Sunday October 05, 2008 | 08:47 AM

It was a simple title from a simpler time.

Adorned at the top of the faded magazine cover were the words “Hunting and Fishing” and this particular issue was from April of 1931.

Back then, if you had 5 cents the magazine was yours.

Before I gingerly flipped through the frayed and delicate pages to go back in time 77 years, something on the cover caught my attention.

The cover art was a beautiful painting of a brook trout leaping at a fly.

Under the painting was a message to readers: “Patronize Your Local Sporting Goods Dealer.”

1931.

Back then there was no Wal-Marts driving every neighborhood shop within a 20-mile radius out of business.

There weren’t any colossal Cabela’s mega-stores adorned with spectacular wildlife mounts and stuffed with everything one would need to do anything outside.

In 1931, there was no Internet from which to order lures, camouflage clothing, tree stands, calls, boats, blinds or anything else pertaining to hunting and fishing.

Still, in 1931 the publishers of “Hunting and Fishing” thought it was important for hunters and anglers to support the small shop on the corner.

I suppose the major competition was the presence of the large department stores such as Sears, Roebuck and Co.

Today, local sporting goods shops face competition from numerous mega-corporate super stores that attract shoppers with flash and glitz.

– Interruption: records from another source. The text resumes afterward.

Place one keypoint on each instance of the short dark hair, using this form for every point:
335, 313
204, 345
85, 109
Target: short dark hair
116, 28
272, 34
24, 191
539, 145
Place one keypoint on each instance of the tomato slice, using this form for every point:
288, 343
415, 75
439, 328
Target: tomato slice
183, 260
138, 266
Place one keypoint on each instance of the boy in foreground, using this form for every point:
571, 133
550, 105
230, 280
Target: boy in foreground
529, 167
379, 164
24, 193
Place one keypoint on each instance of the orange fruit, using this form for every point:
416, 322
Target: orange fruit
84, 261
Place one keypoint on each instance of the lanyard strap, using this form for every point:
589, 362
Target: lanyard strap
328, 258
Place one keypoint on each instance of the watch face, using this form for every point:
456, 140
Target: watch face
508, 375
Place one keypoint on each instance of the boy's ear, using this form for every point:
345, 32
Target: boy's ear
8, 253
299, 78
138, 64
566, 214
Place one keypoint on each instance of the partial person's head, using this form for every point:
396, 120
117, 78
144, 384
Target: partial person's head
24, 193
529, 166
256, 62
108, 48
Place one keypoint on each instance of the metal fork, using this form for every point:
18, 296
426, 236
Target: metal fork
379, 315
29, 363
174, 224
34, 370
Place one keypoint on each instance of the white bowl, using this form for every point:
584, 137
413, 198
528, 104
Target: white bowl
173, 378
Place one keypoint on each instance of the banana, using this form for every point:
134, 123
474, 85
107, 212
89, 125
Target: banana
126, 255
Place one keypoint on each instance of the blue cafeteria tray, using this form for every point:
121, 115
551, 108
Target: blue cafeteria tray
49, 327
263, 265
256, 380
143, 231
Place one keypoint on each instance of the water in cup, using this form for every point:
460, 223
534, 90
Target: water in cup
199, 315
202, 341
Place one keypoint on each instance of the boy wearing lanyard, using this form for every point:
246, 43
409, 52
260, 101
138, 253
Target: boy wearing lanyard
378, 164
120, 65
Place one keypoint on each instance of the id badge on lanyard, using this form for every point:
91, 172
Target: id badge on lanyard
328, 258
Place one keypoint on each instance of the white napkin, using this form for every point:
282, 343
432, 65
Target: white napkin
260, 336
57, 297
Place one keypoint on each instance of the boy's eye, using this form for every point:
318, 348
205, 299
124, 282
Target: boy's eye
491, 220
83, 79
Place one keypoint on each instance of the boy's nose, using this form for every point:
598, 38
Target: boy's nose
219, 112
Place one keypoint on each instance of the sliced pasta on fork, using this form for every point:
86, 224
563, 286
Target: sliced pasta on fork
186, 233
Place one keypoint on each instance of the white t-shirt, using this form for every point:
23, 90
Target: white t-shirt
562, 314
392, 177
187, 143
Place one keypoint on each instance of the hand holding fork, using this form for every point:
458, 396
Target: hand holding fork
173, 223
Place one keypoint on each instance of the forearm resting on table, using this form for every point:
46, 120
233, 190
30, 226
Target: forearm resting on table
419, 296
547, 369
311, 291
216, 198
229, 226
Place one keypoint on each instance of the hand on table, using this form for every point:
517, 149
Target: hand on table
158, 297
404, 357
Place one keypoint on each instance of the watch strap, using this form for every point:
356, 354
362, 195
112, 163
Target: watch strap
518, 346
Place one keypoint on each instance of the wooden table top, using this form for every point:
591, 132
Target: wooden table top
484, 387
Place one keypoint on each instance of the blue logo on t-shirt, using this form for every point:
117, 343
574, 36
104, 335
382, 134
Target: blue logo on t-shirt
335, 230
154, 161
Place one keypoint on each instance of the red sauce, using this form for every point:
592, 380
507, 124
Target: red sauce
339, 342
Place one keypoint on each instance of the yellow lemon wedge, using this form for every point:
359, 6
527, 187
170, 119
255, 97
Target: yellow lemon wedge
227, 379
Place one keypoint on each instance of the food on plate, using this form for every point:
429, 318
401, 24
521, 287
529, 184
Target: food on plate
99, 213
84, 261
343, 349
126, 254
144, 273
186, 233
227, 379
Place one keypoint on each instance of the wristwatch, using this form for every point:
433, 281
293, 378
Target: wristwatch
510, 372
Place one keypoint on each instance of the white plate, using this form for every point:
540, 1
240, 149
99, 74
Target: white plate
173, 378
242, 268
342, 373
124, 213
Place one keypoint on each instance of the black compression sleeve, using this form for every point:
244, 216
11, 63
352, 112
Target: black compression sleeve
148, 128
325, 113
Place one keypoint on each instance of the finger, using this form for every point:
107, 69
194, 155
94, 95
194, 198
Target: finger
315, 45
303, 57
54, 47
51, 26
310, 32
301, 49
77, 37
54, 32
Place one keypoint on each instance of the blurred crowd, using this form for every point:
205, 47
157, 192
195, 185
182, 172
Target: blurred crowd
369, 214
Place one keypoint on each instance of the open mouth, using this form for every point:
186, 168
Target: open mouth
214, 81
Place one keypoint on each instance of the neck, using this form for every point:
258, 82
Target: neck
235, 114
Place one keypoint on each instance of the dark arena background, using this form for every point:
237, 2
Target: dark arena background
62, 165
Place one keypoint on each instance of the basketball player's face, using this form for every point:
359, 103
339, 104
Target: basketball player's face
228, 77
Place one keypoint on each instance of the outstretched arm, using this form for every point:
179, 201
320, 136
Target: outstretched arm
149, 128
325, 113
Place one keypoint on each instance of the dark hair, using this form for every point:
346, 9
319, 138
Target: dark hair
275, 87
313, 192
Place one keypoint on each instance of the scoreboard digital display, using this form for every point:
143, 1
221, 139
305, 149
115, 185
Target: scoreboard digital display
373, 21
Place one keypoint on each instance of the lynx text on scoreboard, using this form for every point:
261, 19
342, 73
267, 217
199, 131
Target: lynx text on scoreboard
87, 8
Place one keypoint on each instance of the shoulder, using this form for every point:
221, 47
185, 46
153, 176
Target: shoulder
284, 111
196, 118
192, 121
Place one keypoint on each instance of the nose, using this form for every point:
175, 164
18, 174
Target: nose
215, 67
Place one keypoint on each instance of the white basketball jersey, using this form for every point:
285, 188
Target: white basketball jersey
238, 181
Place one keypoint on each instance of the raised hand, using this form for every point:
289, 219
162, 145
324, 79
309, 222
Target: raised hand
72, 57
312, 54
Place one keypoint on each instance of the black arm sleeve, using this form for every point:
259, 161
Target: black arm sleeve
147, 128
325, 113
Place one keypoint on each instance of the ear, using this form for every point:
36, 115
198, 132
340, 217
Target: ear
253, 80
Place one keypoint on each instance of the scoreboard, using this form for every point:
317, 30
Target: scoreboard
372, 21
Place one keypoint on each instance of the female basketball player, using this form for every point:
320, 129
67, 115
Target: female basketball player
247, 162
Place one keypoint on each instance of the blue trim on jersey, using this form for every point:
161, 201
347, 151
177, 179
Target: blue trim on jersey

Unfortunately, the foresight displayed by the publishers of “Hunting and Fishing” is absent from most of today’s outdoors magazines, none of which would dare encourage readers to support local shops for fear of losing advertising dollars from their corporate supporters.

Not that “Hunting and Fishing” didn’t take money from corporations.

As I turned the pages and read the stories inside the old magazine, I noticed ads from numerous companies. But these businesses were different, and more interesting, than a one-stop super store.

On Page 1 was a beautiful ad from the Enterprise Manufacturing Company advertising its Pfleuger reels and lures. The center of the ad was highlighted by impressive sketches of a largemouth bass, Northern pike and a brook trout – all going after Pfleuger lures of course.

On other pages, the Hunter Arms Company professed the accuracy of its L.C. Smith Long Range Gun, while in another space the Browning Arms Company claimed to have the only automatic 16-gauge shotgun on the market.

Firestone, the company that makes tires, made rubber hunting boots in 1931, according to one ad, while the Hamilton Carhartt clothing company offered readers a free match box if they mailed in their name, address and the name of their local sporting goods dealer.

As I closed the magazine with a promise to open it again later and read some more, I glanced at the cover one more time.

I stared at the beautiful colors of the trout, still clear on the delicate page, and pondered how great it must have been during the “good old days” decades ago.

Those days and times are gone now, and many of the companies that advertised in “Hunting and Fishing” in 1931 are gone.

But the trout on the cover is a scene that never gets outdated. All you have to do is head out to a stream this fall, cast your line and paint the picture yourself.